Gaya gravitasi bumi langsung menarik tubunya. Baru memikirkan dirinya kan mengahantam air yang dingin pencairan musim dingin, tangannya di tarik oleh Johan.

Tubuhnya melayang-layang di tepi jurang. "Billy." Seru Teta begitu bahagia, bukan Johan. Dia melirik Johan terkapar pingsan. Tangan Teta balas menggenggam tangan Billy. Ekspresi bahagia sekaligus lega tak bisa di tahan Teta. "Berikan tangan kirimu, Ta!" kata Bily. Teta mencoba mengayun tubuhnya saat memberikan tangan yang satu.

Billy tersenyum saat menerima tangan Teta. "Bagus, sekarang akan lebih mudah untukku."

"Mudah untukku membunuhmu." Teta membelalak. Bisa ia rasakan genggaman tangan Billy pada tangga melemah. Teta menggeleng. "Kumohon. Jangan. Aku tak tahu apa salahku. Tapi kumohon jangan."

"Tak tau apa salahmu ? kalau begitu biar ku jelaskan semuanya padamu." Seringai di bibir Billy mengembang.

"Salahmu yang pertama begitu cantik, dan mempesona setiap pria di muka bumi dengan tingkahmu yang begitu di idamkan setiap pria. Dan itulah yang menyebabkan kesalahan kedua muncul, kau memepesona setiap pria karena itulah, My princess tak bisa melihat kecantikan di dalam dirinya yang telah mempesonaku. Orang yang aku cintai mencintai sepupumu Bayu yang begitu buta akan perhatian yang di berikan padanya dan itu manjadi kesalahan ketigamu kau adalah sepupu orang yang ku benci dan aku bisa membalas Bayu dengan membunuh sepupunya yang begitu di sayanginya."

Air mata Teta menetes tak bisa berhenti. "OH jangan menangis dulu Latetia. Aku belum selesai." Billy terkekeh jahat.

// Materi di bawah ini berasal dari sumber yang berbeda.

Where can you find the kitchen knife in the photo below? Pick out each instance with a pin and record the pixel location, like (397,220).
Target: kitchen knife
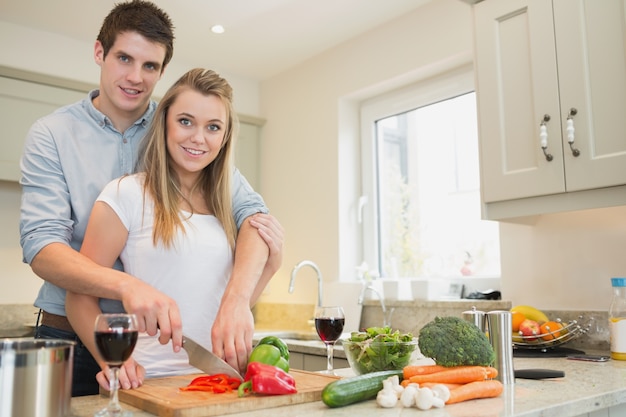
(538,373)
(206,361)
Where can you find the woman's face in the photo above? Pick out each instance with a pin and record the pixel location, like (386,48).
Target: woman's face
(195,126)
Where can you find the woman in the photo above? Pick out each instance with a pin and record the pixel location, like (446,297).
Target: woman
(171,224)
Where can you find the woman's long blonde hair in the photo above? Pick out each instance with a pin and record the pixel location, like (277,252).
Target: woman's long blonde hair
(161,182)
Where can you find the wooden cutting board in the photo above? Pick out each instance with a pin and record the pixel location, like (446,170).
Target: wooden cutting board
(162,396)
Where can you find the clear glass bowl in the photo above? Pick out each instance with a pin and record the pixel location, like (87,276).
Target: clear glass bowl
(372,356)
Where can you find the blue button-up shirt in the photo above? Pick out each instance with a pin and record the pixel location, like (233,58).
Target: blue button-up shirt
(69,156)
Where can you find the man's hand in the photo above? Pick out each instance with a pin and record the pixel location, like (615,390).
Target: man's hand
(131,375)
(273,234)
(155,311)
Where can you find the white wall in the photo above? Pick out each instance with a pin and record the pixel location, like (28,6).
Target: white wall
(60,56)
(564,261)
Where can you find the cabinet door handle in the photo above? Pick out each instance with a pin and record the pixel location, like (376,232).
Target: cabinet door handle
(543,137)
(569,129)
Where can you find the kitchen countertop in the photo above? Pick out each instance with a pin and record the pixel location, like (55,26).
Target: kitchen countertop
(586,387)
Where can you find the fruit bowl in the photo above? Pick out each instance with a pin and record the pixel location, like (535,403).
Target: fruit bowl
(372,356)
(550,338)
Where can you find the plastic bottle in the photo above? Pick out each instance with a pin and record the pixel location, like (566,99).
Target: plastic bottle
(617,319)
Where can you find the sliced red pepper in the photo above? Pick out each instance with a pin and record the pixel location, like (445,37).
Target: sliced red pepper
(267,379)
(218,383)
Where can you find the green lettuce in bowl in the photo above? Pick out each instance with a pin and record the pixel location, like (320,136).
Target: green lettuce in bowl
(379,349)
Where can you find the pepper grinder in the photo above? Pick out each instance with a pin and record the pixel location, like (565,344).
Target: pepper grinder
(476,317)
(500,329)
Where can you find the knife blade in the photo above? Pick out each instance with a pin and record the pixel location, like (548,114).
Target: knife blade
(538,373)
(207,361)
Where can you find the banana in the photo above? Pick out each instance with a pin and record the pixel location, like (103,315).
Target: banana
(531,313)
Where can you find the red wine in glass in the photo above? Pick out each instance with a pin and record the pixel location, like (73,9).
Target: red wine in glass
(116,346)
(329,323)
(115,336)
(329,329)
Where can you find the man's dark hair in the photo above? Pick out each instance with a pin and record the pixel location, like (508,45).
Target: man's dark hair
(142,17)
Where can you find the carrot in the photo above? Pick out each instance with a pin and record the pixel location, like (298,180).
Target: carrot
(432,384)
(474,390)
(412,370)
(455,375)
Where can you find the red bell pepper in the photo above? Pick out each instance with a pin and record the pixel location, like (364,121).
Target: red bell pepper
(266,379)
(217,384)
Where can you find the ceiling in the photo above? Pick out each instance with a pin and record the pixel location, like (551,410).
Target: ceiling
(262,38)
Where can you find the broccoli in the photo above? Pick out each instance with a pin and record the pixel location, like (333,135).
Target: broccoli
(452,341)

"Karena itu aku membuat perjalan ini tak lain tak bukan untu membunuhmu. Asal kau tau orang yang membuat Johan bertindak gila dalah aku, dan aku juga ikut membisikan dendam pada Anes. Jadi sekarang matilah Teta." Satu persatu jari tangan Billy mencoba melepas. Sekuat tenaga yang ada Teta mempertahankan satu-satunya penyagga hidupnya.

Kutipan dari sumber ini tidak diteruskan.